一番かっこいいとあこがれるのは絶対に自分を曲げない“よね”

というのも、寅子はなんだかんだ自分を“曲げられる”女なんですよね。妥協するし、目的のためには手段を選ばないところもある。一方、よねは自分を“絶対に曲げない”という気持ちが強いので、お互いにとって「自分がなれなかった女性像」「自分にないものを手に入れている女性像」という面があります。どちらかが持っていてどちらかが持っていないものを描いていくことは、寅子とよねの関係性において、一貫して意識していました。

脚本家の吉田恵里香さん。

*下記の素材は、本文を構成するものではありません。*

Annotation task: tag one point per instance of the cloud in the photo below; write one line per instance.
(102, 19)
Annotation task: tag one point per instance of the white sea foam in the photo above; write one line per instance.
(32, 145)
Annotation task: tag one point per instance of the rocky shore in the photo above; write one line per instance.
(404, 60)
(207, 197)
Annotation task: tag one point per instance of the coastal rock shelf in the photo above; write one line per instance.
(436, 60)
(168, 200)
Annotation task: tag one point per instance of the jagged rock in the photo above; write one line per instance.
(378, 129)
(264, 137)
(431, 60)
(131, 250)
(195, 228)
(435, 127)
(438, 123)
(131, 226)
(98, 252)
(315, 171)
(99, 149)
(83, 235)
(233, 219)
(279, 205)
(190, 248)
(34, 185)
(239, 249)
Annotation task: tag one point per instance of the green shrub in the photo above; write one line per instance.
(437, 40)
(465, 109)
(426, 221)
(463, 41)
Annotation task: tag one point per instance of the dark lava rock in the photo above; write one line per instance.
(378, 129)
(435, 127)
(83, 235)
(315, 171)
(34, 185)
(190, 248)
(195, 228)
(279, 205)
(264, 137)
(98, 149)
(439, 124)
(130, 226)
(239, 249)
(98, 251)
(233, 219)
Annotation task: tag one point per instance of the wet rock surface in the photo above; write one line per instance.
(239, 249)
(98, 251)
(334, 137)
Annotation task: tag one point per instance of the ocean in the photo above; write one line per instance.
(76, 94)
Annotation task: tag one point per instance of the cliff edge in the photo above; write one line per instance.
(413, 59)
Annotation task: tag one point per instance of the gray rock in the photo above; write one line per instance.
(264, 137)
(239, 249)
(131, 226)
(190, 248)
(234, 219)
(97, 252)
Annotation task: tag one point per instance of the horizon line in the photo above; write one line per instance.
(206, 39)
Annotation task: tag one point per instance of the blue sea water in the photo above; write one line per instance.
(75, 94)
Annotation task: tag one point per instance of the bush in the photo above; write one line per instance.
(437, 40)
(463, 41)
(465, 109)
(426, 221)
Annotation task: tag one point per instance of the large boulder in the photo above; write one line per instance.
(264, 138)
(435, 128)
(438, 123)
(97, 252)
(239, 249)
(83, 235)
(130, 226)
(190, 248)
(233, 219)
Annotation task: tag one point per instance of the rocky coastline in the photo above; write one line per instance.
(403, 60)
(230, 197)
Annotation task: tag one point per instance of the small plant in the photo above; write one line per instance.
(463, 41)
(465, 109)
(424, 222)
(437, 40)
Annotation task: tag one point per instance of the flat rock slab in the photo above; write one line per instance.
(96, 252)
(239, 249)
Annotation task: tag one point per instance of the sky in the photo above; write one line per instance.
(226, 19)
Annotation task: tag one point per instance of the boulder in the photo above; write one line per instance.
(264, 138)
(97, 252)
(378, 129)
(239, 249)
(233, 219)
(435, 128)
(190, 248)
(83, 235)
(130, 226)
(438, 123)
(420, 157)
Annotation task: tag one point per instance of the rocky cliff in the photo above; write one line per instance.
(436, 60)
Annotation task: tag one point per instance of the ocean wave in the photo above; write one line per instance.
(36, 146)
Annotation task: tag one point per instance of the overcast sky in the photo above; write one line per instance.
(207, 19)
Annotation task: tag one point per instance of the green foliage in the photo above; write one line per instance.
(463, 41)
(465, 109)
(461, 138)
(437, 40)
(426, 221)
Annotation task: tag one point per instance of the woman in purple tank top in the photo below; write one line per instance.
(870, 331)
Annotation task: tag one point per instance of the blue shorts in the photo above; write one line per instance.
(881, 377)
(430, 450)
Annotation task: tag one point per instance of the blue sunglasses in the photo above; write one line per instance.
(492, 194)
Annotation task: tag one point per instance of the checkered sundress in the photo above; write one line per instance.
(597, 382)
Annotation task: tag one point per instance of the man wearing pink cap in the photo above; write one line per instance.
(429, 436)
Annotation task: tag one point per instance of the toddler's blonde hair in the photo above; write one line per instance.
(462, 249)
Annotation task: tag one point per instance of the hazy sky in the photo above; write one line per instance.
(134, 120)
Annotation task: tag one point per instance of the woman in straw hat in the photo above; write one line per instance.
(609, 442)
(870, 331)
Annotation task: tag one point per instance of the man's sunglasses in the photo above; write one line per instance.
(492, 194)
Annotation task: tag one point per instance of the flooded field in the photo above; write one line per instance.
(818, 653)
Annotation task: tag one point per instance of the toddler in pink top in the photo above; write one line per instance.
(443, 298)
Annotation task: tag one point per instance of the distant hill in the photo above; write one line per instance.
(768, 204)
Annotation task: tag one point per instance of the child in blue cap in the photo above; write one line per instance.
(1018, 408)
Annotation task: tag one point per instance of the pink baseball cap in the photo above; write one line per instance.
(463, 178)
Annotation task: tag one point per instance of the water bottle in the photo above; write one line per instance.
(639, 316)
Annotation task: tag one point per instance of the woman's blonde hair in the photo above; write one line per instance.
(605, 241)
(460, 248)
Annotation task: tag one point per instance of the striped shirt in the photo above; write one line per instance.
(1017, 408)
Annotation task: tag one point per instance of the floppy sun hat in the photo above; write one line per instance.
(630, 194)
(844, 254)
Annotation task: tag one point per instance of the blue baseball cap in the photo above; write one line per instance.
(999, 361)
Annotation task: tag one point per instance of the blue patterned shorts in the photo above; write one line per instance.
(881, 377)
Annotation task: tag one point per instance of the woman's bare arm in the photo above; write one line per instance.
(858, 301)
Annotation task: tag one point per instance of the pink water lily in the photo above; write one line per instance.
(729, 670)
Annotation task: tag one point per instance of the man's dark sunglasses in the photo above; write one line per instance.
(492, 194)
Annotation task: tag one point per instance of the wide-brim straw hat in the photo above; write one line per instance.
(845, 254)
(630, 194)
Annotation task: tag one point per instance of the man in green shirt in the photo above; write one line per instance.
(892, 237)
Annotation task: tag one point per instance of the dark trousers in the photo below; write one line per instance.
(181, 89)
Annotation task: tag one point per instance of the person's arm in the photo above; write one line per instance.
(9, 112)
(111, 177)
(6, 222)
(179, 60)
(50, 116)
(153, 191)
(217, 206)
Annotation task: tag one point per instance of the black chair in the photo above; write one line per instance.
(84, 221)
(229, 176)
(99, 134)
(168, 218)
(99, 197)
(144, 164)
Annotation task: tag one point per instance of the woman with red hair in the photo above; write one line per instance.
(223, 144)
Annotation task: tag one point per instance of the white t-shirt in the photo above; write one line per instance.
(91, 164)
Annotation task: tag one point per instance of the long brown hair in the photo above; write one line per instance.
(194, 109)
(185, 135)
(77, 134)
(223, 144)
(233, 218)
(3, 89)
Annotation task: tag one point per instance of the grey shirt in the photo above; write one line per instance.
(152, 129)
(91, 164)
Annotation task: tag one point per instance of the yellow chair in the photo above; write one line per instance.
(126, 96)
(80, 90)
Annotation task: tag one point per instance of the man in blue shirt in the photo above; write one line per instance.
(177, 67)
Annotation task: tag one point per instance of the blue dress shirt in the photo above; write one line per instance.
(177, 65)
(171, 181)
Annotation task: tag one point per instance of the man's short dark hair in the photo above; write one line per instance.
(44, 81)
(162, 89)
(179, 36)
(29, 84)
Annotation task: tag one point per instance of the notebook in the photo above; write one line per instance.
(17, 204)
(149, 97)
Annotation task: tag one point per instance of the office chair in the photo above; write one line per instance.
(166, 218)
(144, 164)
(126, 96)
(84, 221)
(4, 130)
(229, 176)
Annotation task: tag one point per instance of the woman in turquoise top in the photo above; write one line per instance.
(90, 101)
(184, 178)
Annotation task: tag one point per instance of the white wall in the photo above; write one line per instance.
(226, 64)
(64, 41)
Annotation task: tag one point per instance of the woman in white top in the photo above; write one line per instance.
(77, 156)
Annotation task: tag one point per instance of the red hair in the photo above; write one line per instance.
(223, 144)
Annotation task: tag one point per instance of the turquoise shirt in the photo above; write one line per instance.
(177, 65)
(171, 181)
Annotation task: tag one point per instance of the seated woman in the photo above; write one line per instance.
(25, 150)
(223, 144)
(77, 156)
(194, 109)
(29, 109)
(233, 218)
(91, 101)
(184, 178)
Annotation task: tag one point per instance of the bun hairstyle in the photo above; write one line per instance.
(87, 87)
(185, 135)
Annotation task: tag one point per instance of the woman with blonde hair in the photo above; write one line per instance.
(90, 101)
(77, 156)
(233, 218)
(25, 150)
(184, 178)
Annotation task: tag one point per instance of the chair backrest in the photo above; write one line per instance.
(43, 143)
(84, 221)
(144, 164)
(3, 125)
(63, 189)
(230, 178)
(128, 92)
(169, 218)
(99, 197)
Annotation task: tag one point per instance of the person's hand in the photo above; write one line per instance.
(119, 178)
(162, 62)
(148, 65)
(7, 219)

紙の本特装版の『NHK連続テレビ小説「虎に翼」シナリオ集』は10月の発売を前に予約で完売したほどの人気だ
脚本家の吉田恵里香さん。紙の本特装版の『NHK連続テレビ小説「虎に翼」シナリオ集』は10月の発売を前に予約で完売したほどの人気だ(撮影=プレジデントオンライン編集部)

それと、よねのような人がかっこいいと思われる社会が良いなという、私自身の思いもあります。よねはある意味ヒーロー的に描いているんですね。私自身が一番かっこいいと感じるのは、やっぱりよねだから、そういう憧れを抱ける対象を描きたいという思いがありました。

寅子やよねが若かった頃、当時の女性はズボンを履くことすら一般的ではありませんでした。山登りのシーンでもみんなスカートを履いているくらいですから。でも、そんな中でも、自分を曲げずに男と同じ格好をするというスタイルでずっとやってきた人物だということを描きたいと思いました。もし今回、三淵嘉子さんをモデルにした物語ではなく、完全にオリジナルストーリーなら、たぶんよねのような人を主人公にしたんじゃないかと思います。